Crossposted from mathbabe.org. The views expressed below are those of Cathy O’Neil.
As Rortybomb reported yesterday on the Roosevelt Institute blog (hat tip Adam Obeng), a recent paper written by Thomas Herndon, Michael Ash, and Robert Pollin looked into replicating the results of a economics paper originally written by Carmen Reinhart and Kenneth Rogoff entitled Growth in a Time of Debt.
The original Reinhart and Rogoff paper had concluded that public debt loads greater than 90 percent of GDP consistently reduce GDP growth, a “fact” which has been widely used. However, the more recent paper finds problems. Here’s the abstract:
Herndon, Ash and Pollin replicate Reinhart and Rogoff and find that coding errors, selective exclusion of available data, and unconventional weighting of summary statistics lead to serious errors that inaccurately represent the relationship between public debt and GDP growth among 20 advanced economies in the post-war period. They find that when properly calculated, the average real GDP growth rate for countries carrying a public-debt-to-GDP ratio of over 90 percent is actually 2.2 percent, not -0:1 percent as published in Reinhart and Rogoff. That is, contrary to RR, average GDP growth at public debt/GDP ratios over 90 percent is not dramatically different than when debt/GDP ratios are lower.
The authors also show how the relationship between public debt and GDP growth varies significantly by time period and country. Overall, the evidence we review contradicts Reinhart and Rogoff’s claim to have identified an important stylized fact, that public debt loads greater than 90 percent of GDP consistently reduce GDP growth.
A few comments.
1) We should always have the data and code for published results.
The way the authors Herndon, Ash and Pollin managed to replicate the results was that they personally requested the excel spreadsheets from Reinhart and Rogoff. Given how politically useful and important this result has been (see Rortybomb’s explanation of this), it’s kind of a miracle that they released the spreadsheet. Indeed that’s the best part of this story from a scientific viewpoint.
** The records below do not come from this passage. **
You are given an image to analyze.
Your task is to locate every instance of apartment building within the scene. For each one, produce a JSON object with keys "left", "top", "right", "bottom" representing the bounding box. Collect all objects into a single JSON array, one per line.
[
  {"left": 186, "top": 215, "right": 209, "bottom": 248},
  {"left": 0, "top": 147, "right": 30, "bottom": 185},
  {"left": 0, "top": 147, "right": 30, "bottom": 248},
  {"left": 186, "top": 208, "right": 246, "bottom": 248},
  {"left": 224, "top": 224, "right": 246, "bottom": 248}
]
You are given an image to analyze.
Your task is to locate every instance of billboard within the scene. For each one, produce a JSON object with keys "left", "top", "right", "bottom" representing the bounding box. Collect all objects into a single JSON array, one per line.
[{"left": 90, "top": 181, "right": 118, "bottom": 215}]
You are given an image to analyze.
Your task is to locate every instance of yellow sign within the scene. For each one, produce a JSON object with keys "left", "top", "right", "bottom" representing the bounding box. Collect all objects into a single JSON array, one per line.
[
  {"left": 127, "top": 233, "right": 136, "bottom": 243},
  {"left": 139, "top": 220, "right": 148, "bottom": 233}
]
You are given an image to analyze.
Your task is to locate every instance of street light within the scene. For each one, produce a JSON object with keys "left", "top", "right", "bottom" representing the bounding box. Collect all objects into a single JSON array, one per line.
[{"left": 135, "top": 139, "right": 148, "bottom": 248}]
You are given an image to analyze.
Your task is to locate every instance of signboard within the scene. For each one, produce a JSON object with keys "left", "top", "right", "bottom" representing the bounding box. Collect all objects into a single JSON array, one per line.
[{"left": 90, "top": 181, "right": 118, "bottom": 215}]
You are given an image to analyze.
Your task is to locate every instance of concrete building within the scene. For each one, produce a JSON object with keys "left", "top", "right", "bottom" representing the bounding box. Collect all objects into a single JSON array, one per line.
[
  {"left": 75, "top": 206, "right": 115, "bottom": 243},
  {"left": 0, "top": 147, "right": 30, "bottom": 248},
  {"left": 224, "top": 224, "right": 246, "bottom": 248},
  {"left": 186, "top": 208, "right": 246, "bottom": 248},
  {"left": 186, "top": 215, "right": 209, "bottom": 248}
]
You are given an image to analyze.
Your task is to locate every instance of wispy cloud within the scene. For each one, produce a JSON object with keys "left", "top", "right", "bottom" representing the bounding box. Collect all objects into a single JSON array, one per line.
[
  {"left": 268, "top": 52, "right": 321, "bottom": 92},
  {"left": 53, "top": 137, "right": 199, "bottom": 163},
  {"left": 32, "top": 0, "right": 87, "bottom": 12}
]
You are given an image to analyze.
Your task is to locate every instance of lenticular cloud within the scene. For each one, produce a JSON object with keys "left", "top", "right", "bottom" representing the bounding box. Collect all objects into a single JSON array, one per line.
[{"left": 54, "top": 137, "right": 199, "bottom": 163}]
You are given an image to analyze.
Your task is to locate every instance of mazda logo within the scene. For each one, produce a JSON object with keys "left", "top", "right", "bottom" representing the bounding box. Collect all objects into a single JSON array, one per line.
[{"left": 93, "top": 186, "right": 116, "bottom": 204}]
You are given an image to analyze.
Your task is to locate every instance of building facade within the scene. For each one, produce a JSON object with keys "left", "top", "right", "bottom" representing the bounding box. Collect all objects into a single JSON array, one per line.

2) The data and code should be open source.
One cool thing is that now you can actually download the data – there’s a link at the bottom of this page. I did this and was happy to have a bunch of csv files and some (open source) R code which presumably recovers the excel spreadsheet mistakes. I also found some .dta files, which seems like Stata proprietary file types, which is annoying, but then I googled and it seems like you can use R to turn .dta files into csv files. It’s still weird that they wrote code in R but saved files in Stata.
3) These mistakes are easy to make and they’re mostly not considered mistakes.
Let’s talk about the “mistakes” the authors found. First, they’re excluding certain time periods for certain countries, specifically right after World War II. Second, they chose certain “non-standard” weightings for the various countries they considered. Finally, they accidentally excluded certain rows from their calculation.
Only that last one is considered a mistake by modelers. The others are modeling choices, and they happen all the time. Indeed it’s impossible not to make such choices. Who’s to say that you have to use standard country weightings? Why? How much data do you actually need to consider? Why?
[Aside: I'm sure there are proprietary trading models running right now in hedge funds that anticipate how other people weight countries in standard ways and betting accordingly. In that sense, using standard weightings might be a stupid thing to do. But in any case validating a weighting scheme is extremely difficult. In the end you're trying to decide how much various countries matter in a certain light, and the answer is often that your country matters the most to you.]
4) We need to actually consider other modeling possibilities.
It’s not a surprise, to economists anyway, that after you include more post-WWII years of data, which we all know to be high debt and high growth years worldwide, you get a substantively different answer. Excluding these data points is just as much a political decision as a modeling decision.
In the end the only reasonable way to proceed is to describe your choices, and your reasoning, and the result, but also consider other “reasonable” choices and report the results there too. And if you don’t like the answer, or don’t want to do the work, at the very least you need to provide your code and data and let other people check how your result changes with different “reasonable” choices.
Once the community of economists (and other data-centric fields) starts doing this, we will all realize that our so-called “objective results” utterly depend on such modeling decisions, and are about as variable as our own opinions.
5) And this is an easy model.
Think about how many modeling decisions and errors are in more complicated models!